そんな風に穏やかに答える黒岩の家には、一切の音がない。どんな仕組みになっているやら分からないが、本当に"無音"という言葉が正しく合うのである。

「静かっつーレベルじゃねえだろ。此れじゃあ鼓動や血の巡る音すら雑音になりそうだ」
『おや。君にそんな感覚があるとはね。感心したよ』
「チッ……馬鹿にしやがって」

中原は呆れ顔をしながらソファに腰掛け、サイフォンで珈琲を淹れ始めた黒岩に目を遣る。恐ろしく美しいこの男。彼の持つ異能【伊呂波歌】の弊害とも言えるだろうか、黒岩の聴覚はとてつもなく過敏になっているのだという。それ故、両耳に耳栓を常日頃装着しているのである。

『ブラックで良いのかい?』
「…、ああ。」

中原は、黒岩が己の前に芳ばしい薫りを燻らす珈琲を置く姿から目をそらすことが出来なかった。

『それで今日は?』
「いや……」
『?』

黒岩は当然の疑問を投げ掛ける。しかし中原は歯切れの悪い言葉をモゴモゴと返す始末。黒岩も不思議に思った様子で、コテ、と首を傾げた。

「み、明朝!西方に発つんだよ」
『へえ?西方か……長くなるのかい?』
「まあな……恐らくは」

妙に静かな声で答える中原。対照的に黒岩は悪戯っぽく微笑み、中原の斜め前にあるアンティークチェアに腰掛けた。
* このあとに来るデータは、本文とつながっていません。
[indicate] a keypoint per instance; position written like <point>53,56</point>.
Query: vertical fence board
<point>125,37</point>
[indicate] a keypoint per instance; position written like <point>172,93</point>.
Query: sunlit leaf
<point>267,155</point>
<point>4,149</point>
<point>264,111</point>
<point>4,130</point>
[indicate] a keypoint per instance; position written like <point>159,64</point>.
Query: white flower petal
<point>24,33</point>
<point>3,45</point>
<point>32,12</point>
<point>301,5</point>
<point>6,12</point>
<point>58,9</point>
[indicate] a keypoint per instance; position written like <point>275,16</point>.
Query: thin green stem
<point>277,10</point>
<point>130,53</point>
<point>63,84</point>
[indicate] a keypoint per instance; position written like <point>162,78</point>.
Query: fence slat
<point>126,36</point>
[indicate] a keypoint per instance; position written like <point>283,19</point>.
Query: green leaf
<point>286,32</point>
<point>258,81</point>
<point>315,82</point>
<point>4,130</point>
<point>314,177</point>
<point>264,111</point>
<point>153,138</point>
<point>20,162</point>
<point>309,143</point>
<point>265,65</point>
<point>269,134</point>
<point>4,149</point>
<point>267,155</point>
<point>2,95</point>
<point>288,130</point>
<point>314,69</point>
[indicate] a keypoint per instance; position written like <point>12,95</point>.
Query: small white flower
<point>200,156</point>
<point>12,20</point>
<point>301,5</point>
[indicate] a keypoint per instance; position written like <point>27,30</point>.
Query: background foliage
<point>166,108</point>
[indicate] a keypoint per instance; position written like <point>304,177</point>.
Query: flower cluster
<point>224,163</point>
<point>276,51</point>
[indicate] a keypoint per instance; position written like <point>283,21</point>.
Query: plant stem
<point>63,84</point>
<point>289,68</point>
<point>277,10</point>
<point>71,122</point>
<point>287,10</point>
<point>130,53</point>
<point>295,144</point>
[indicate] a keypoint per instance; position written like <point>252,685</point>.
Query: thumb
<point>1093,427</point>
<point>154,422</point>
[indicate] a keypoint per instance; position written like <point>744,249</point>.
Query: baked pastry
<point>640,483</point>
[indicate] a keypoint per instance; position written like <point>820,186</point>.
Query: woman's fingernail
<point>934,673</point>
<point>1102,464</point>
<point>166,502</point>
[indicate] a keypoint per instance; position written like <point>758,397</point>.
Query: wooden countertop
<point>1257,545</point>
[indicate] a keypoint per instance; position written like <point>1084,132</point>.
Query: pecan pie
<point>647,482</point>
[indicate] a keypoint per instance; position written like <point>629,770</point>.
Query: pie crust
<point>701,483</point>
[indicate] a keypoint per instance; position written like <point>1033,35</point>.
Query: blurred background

『そう。じゃあ真逆……暫くの間、会えないから…なんて理由で僕に会いに来てくれたのかい?』

余裕すら見せる黒岩に、中原は沈黙を返す。ゆっくりと、トレードマークの帽子を手に取り、テーブルに乗せた。

「……、」
『中原。君、マフィア向いてないんじゃない?……んっ』

憎まれ口をきく黒岩の唇を己の其れで塞ぐと、中原は睨むように黒岩を見下ろす。

「るせえな。静かにしろ」
『君はこんな時ばかり僕を欲しがるけど、どう謂うつもり……、っ』

着流しの袷を強く引き上げ、軽すぎる黒岩の身体を放り投げるが如く、二人掛けのソファに移動させる。覆い被さってくる中原を見上げながら、黒岩は困ったような笑顔を作った。

『乱暴だなあ……。まあどうしてもと謂うなら……ひよ屋のプリン一ヶ月分で手を打つよ』
「けっ、仕方ねえから後で届けさせてやるよ。きっかり三ヶ月分な。」
『其れは……乗った』

黒岩は悪戯っ子のような微笑みを浮かべると、何処か夢見心地に、中原の首元にふわふわと揺れる橙色の髪に美しい指を這わせた。